Le 10 juin 2015, sur France Inter, dans l'émission Carnets de campagne, on parlait d'une "initiative citoyenne" dans le Morbihan visant le "zéro déchet". Fort bien. Un groupe de bénévoles a réussi à empêcher de nouvelles dépenses sur le plus vieil incinérateur de France, en convainquant un à un 56 élus qui s'apprêtaient à valider une dépense sans en connaître les tenants ni les aboutissants. Magnifique. Et alors, quel âge cet incinérateur ? "44 ans d'âge" entend-on dans le poste… C'est quoi ce français ?
Nous disons depuis des lustres : "Il a 44 ans" et non pas "Il a 44 ans d'âge". D'ailleurs de quoi d'autre pourrait-il avoir 44 ans ? "Il aurait 44 ans de poids", "Il aurait 44 ans de hauteur", "Il aurait 44 ans de longévité" ? Déjà que la mode agaçante s'était répandue sur les bouteilles de whisky et de rhum ("Le 12 ans d'âge"), ça suffit.

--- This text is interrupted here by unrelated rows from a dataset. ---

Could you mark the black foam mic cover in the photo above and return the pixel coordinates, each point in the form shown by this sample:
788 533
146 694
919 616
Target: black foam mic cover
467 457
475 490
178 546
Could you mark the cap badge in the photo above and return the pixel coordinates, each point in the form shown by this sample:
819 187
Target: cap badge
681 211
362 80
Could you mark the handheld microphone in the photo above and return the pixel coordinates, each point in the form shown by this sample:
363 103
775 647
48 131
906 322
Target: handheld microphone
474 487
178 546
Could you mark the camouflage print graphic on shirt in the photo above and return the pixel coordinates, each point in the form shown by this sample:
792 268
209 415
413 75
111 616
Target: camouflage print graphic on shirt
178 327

Soit dit en passant, les Anglais disent "He's 44" et les Allemands "Er ist 44". Alors...
Encore quelques perles (si l'on peut dire) glanées dans les écrans de pub à la télé (BFM-TV le 3 juin 2015) :
- RISO Productive printing
- CEGID Cloud services
- OPEL Corsa Wir leben Autos
Et dans les innombrables pages de pub du Figaro magazine, celle de Peugeot, dont le nom des modèles est à lui seul un hymne au franglais : Partner Tepee, 108 Top, motorisations Blue HDi, PureTech, teinte Orange Power, feux arrière Full LED, Mirror screen, Active city break, Crossover 2008 Style… Ça dérange personne ?
Dans le Marianne du 8 mai 2015, un article sur la "dictature de la connexion" d'Ève Charrin nous alerte sur les objets connectés. Voici quelques extraits : "Aux États-Unis le self tracking permet à l'utilisateur d'obtenir une réduction sur sa prime d'assurance-santé". "Comment adhérer à la mythologie high-tech du gain en autonomie individuelle ou empowerment en américain ?". "Gourou du quantified self, Christophe Ducamp… porte un œil critique sur ces start-ups qui siphonnent nos données personnelles". "Il voudrait former des citoyens geeks… capables de rééquilibrer la relation entre consommateurs et industriels du big data". "Les amateurs de quantified self continueront à payer deux fois". "Les industries high-tech misent sur l'addiction". "La ludification s'affirme comme une tendance de fond".
Bons princes, on se dit que le "modernisme" de l'article, sur des innovations technologiques, peut excuser l'emploi outrancier d'anglicismes.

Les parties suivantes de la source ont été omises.